A Star Is Born (1954/Warner Bros. DVD)
Picture: B-
Sound: C+ Extras: B+ Film: B+
Give or take George Cukor’s What Price Hollywood?
(1932), There are three versions of A
Star Is Born and they are all good, but the 1954 version with Judy Garland
and James Mason tends to be the one that has the most nuance and depth, one
that sticks with most people and the one to really beat when the next remake
ever gets made. Concerning Garland, the echoes and
similarities between the fictional tale and real life have one of those rare
parallels that happen once in a generation and in a comeback work yet, like
Tina Turner’s album Private Dancer:
the performer gives it her all and comes up with a critical and commercial
success that remains a landmark work.
Garland is Esther, an up and coming
performer trying to make a name for herself, running into all kinds of subtle
indignities as she works to be a success when she meets the very successful
Norman Maine (James Mason) who becomes interested in her unexpectedly. A man whose career is starting to go into
decline, he is also going into personal decline through his increasing problems
with alcoholism and it brings out his darker side. At first, maybe he will wise up and it turns
out she has more talent than even he expected, but then she starts to become a
success when he starts to falter.
The great stage writer Moss Hart adapted and expanded the
screenplay of the 1937 film while music by Ray Heindorf, Ira Gershwin and even
Harold Arlen transform this into what pretty much remains the greatest
backstage musical ever made. Garland gives the
greatest performance of her career, Mason is top rate, Cukor delivers one of
the best directing job among so many and it still has the edge of honesty all
these decades later. Jack Carson, Tommy
Noonan, Charles Bickford and Amanda Blake also star.

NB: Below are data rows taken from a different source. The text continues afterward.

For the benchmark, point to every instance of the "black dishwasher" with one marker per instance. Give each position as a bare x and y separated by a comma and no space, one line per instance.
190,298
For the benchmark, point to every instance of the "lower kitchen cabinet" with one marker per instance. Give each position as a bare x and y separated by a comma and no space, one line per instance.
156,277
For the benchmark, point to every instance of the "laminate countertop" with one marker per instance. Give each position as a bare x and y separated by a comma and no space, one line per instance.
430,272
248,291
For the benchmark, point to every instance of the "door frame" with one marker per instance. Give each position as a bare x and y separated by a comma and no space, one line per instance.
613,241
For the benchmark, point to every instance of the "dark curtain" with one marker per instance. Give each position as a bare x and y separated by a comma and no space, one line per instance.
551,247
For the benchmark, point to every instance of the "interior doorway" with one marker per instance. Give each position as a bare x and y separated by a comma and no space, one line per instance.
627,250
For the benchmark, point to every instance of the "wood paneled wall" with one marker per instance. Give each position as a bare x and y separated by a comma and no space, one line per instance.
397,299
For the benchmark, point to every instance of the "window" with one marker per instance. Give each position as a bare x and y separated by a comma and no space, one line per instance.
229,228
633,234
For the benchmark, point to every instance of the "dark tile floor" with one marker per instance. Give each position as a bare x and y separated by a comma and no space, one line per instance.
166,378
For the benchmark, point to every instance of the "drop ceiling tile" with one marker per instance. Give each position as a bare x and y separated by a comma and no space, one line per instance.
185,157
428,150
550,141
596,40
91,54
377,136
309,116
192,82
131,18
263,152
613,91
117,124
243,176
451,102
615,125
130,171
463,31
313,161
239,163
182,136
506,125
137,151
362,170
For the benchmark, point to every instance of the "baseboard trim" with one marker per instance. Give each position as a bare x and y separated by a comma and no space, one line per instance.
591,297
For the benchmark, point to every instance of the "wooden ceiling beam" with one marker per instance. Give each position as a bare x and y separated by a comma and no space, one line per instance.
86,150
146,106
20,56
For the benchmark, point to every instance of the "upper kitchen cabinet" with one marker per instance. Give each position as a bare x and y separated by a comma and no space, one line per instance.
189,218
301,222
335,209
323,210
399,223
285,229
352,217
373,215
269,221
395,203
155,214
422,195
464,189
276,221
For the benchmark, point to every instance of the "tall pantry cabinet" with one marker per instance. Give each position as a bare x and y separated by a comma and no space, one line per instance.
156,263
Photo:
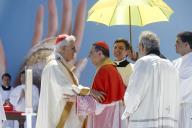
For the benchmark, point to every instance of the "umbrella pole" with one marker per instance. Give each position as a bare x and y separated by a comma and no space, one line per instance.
130,32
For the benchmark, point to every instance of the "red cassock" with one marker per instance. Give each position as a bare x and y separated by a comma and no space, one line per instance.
109,81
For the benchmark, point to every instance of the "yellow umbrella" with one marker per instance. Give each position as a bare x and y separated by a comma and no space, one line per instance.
129,12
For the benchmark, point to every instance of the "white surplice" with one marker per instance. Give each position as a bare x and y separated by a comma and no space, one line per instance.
5,94
19,103
151,98
100,115
184,66
55,82
2,112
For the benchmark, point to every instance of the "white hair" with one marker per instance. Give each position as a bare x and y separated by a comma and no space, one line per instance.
65,42
149,40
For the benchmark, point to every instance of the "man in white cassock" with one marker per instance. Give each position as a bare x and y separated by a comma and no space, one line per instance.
5,90
57,79
151,98
184,65
17,99
2,112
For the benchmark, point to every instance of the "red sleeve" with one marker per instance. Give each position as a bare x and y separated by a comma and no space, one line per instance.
110,82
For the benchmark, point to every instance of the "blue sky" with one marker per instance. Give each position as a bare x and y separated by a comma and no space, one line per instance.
17,25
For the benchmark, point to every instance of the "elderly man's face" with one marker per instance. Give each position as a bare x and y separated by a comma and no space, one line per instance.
95,56
119,51
68,52
180,46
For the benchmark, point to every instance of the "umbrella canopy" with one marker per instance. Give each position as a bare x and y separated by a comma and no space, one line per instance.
129,12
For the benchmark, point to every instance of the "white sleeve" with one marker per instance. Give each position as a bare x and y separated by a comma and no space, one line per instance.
2,112
35,96
15,95
137,87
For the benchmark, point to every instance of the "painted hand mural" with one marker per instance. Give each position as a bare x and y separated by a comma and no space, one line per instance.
41,48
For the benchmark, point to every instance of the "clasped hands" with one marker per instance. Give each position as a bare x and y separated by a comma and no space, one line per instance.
99,96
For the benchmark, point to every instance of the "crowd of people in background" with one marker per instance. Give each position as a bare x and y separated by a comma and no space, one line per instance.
151,92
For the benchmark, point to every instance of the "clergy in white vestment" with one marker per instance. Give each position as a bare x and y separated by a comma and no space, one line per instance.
2,112
151,98
57,79
5,90
5,87
184,66
121,52
17,99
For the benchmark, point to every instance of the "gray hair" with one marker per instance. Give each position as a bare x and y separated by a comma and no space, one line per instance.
65,42
150,41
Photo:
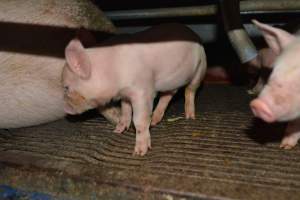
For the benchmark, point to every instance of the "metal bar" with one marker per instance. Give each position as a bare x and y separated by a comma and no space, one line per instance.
246,7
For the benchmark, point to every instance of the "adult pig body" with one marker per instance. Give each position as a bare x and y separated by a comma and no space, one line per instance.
33,38
134,68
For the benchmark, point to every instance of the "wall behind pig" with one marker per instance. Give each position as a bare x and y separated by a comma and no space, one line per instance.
210,28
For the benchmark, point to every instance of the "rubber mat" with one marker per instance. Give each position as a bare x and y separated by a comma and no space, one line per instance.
224,154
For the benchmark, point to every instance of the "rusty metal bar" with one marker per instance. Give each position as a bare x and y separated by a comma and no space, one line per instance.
246,7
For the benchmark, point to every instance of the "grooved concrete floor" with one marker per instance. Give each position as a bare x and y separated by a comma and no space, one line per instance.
224,154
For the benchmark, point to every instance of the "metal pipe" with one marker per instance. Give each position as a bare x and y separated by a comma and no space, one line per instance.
240,41
246,7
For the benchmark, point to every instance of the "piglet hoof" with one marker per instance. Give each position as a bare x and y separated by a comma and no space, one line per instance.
121,127
141,147
288,143
190,115
156,118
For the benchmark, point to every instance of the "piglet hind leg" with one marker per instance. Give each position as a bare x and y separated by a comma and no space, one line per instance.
142,108
125,120
292,135
161,107
191,89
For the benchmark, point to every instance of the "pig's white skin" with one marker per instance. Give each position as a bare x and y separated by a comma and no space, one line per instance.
30,85
29,92
32,93
135,72
279,99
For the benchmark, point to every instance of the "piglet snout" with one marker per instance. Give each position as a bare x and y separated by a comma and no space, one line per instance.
261,110
69,109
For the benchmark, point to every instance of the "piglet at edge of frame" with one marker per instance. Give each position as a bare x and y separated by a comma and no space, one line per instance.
280,98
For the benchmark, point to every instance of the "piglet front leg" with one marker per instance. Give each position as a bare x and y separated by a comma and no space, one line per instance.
142,104
292,135
126,115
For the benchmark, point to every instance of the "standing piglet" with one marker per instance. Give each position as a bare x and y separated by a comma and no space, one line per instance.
134,68
280,98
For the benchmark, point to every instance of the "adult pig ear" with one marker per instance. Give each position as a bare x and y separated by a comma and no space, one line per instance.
276,38
77,59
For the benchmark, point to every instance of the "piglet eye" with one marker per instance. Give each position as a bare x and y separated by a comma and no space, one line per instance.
66,89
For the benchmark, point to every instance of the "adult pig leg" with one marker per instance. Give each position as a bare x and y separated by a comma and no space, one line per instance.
142,103
161,107
190,90
126,115
292,135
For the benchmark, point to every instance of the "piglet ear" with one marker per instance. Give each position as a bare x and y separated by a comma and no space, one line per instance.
276,38
77,59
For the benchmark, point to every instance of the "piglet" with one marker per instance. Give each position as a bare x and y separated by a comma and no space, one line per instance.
280,97
133,68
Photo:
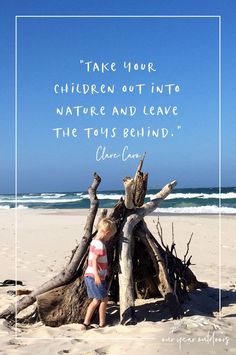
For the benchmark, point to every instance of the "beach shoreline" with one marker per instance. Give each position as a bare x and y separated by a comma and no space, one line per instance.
36,243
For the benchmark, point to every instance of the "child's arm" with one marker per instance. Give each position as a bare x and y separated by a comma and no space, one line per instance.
95,269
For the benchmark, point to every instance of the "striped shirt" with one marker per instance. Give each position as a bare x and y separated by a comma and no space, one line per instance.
97,247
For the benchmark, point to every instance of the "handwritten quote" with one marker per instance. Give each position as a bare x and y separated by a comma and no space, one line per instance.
105,91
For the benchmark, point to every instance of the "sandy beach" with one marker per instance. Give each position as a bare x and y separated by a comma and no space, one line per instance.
39,242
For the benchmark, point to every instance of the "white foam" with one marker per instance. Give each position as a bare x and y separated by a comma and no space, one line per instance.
45,201
106,197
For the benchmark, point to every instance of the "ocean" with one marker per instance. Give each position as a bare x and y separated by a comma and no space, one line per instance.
182,201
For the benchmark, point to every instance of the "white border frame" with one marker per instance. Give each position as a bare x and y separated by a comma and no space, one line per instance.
219,137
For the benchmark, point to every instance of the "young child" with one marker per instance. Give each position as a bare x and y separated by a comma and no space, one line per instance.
96,272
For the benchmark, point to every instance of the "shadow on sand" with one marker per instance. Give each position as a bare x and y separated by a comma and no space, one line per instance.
203,302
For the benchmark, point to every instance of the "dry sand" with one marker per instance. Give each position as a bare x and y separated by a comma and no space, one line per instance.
45,239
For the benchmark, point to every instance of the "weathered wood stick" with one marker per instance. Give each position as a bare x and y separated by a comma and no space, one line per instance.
126,287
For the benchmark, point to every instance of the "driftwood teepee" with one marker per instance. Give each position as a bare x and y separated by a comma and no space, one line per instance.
140,266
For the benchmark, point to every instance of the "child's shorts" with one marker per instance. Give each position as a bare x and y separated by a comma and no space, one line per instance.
95,291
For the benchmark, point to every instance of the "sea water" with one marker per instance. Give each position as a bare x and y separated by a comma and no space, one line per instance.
180,201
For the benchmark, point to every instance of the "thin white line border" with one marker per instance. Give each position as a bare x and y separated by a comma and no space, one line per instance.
219,136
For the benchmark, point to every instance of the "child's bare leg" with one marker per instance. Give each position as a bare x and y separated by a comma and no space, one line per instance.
90,310
102,311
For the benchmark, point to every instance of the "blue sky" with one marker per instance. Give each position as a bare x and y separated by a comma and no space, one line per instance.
184,51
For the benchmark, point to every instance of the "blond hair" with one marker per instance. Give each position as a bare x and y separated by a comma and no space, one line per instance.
107,224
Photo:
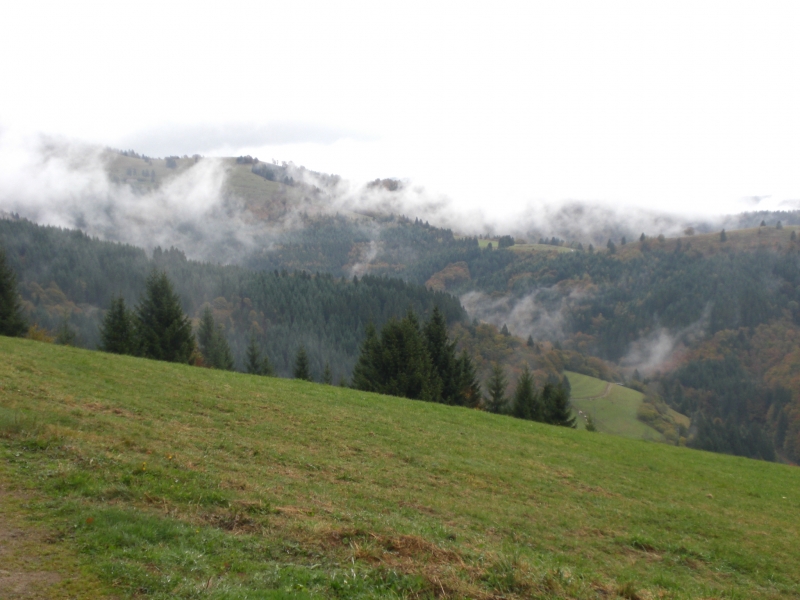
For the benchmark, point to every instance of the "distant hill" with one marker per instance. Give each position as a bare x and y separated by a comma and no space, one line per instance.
162,480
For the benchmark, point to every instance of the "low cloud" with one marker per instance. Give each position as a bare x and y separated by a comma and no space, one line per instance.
56,182
227,137
542,314
661,349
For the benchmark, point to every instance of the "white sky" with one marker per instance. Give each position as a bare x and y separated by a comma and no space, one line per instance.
691,106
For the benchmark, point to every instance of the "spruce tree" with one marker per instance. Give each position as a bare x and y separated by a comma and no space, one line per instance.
327,376
526,401
12,323
253,361
469,390
398,362
497,390
65,335
443,357
116,331
557,410
301,367
163,330
366,372
213,345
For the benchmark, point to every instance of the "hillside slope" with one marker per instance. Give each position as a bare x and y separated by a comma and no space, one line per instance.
174,481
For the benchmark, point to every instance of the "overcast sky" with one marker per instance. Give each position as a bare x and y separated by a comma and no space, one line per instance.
689,106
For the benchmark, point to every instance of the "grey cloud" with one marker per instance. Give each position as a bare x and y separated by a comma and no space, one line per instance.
203,139
655,351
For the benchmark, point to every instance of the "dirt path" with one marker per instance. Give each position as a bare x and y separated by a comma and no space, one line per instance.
32,563
605,393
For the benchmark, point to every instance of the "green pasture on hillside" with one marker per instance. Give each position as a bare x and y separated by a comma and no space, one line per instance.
613,407
167,481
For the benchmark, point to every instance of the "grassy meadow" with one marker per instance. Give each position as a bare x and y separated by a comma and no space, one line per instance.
158,480
613,407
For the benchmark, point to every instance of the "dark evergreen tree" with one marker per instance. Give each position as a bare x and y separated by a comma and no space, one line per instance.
590,425
366,375
12,323
255,363
116,332
65,334
213,345
555,401
327,376
302,370
163,330
526,401
496,388
469,390
398,363
442,353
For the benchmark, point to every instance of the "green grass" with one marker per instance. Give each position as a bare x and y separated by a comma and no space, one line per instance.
172,481
584,386
613,412
484,243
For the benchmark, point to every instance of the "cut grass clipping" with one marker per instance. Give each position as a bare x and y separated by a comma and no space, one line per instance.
169,481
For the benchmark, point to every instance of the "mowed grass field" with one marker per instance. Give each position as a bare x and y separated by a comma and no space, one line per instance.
157,480
613,407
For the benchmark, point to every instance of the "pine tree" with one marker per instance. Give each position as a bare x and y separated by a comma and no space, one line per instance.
164,332
590,426
526,401
253,360
301,366
213,345
442,353
116,332
469,390
327,376
557,410
497,390
65,335
366,372
12,323
398,362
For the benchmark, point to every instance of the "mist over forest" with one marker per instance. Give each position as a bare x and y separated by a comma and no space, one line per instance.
621,293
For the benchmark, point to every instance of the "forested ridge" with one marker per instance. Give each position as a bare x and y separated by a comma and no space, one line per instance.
611,305
67,276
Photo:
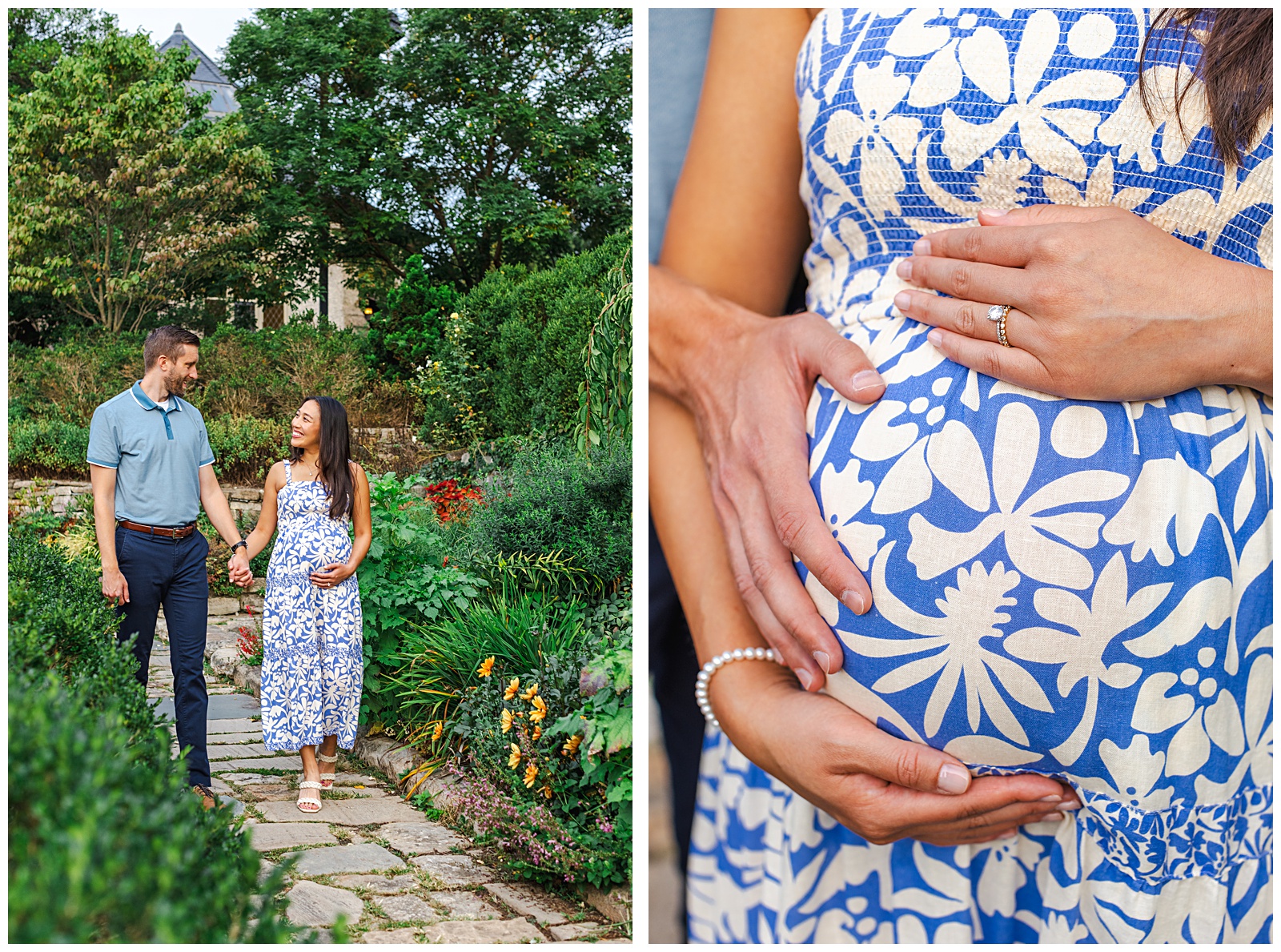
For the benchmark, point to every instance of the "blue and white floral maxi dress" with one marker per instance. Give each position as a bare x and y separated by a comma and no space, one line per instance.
1080,589
311,637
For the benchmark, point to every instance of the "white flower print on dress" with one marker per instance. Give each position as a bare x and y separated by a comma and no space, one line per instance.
990,70
1025,525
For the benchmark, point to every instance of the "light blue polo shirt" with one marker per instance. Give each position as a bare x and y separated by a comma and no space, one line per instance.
157,452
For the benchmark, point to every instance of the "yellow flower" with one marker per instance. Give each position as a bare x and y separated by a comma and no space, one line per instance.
540,710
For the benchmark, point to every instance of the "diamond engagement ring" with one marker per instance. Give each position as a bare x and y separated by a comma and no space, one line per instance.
997,314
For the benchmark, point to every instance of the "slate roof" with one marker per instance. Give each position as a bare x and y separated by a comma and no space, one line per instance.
208,77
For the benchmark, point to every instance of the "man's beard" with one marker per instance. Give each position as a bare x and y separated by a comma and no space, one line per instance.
176,384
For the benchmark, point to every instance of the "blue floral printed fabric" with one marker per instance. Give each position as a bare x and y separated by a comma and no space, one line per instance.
311,637
1080,589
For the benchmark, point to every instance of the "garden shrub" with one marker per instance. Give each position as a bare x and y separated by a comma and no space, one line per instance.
404,580
551,501
410,330
512,360
548,756
106,841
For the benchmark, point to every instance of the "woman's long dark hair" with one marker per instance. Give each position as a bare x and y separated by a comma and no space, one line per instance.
335,456
1235,67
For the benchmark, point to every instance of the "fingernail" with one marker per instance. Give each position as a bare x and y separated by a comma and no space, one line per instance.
852,600
954,779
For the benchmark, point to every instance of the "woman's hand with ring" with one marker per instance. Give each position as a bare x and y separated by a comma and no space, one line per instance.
331,574
1103,305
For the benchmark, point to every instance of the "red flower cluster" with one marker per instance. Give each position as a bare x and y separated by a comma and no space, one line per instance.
452,501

The anamorphically enhanced image should be 2.55 X 1, but
this seems closer to 2.35 X 1 and that is considering any possibility of
overscan in various monitors. The
difference may be minor, but some will be bothered and there is no telling if
the Blu-ray (which we did not get as of this posting) but the restoration work
of Ronald Haver (et al) has paid off as this often looks good thanks to their
work so many years ago. Color can look
great and often does for this format, bringing the color as close to an
original three-strip, dye transfer print as possible (give to take lost footage
that was dilled in with zooming in on archive stills). The old CinemaScope system does have some
visual limits, but Director of Photography Sam Leavitt, A.S.C., was a
groundbreaking widescreen film and remains an innovative landmark to this day.
Cukor and Leavitt (The
Man With The Golden Arm, Exodus)
originally intended to make the film in the old 1.33 X 1 block style frame and
shot footage that way, but after the premiere of The Robe (whose premiere footage literally is used in this film
throughout), they decided to switch and the result is one of the first films to
prove that widescreen filmmaking was more than a gimmick, though it would be
seen as such for decades to come, despite so many classics shot that way. Robert Altman even visually referenced it in
his underrated The Long Goodbye and
seen today, its superiority is more obvious than ever in the face of thousands
of bad films in the scope frame, many increasingly shot in HD and in either
format (film or HD) by cameramen who have next to no idea about composition.
The Dolby Digital 5.1 mix comes from the restoration itself
was from a 4-track stereo master derived from a three-microphone stereo
recording system. This is lossy and the
music numbers and score sound much better than the dialogue and some sound
effects, but this is clean. We would
expect that the Blu-ray’s 1080p image and lossless audio mix would be better.
Extras include trailers for three versions of the film,
audio-only section with two outtakes from the film (film footage missing),
recording sessions, Judy Garland Promotional & vintage radio show version
of the story with Garland from the Lux Radio Theater in 1942, Hollywood
Premiere Telecast of the film from the Pantages, Newsreel premiere montage,
1954 Studio Exhibitor Reel, Expanded Post-Premiere Coconut Grove Party Footage,
deleted/alternate takes of one dramatic and four musical numbers which show you
the development of the film, Film Effects Reel, A Report by Jack L. Warner on
the film and A Star Is Bored Looney Tunes send-up with Bugs Bunny.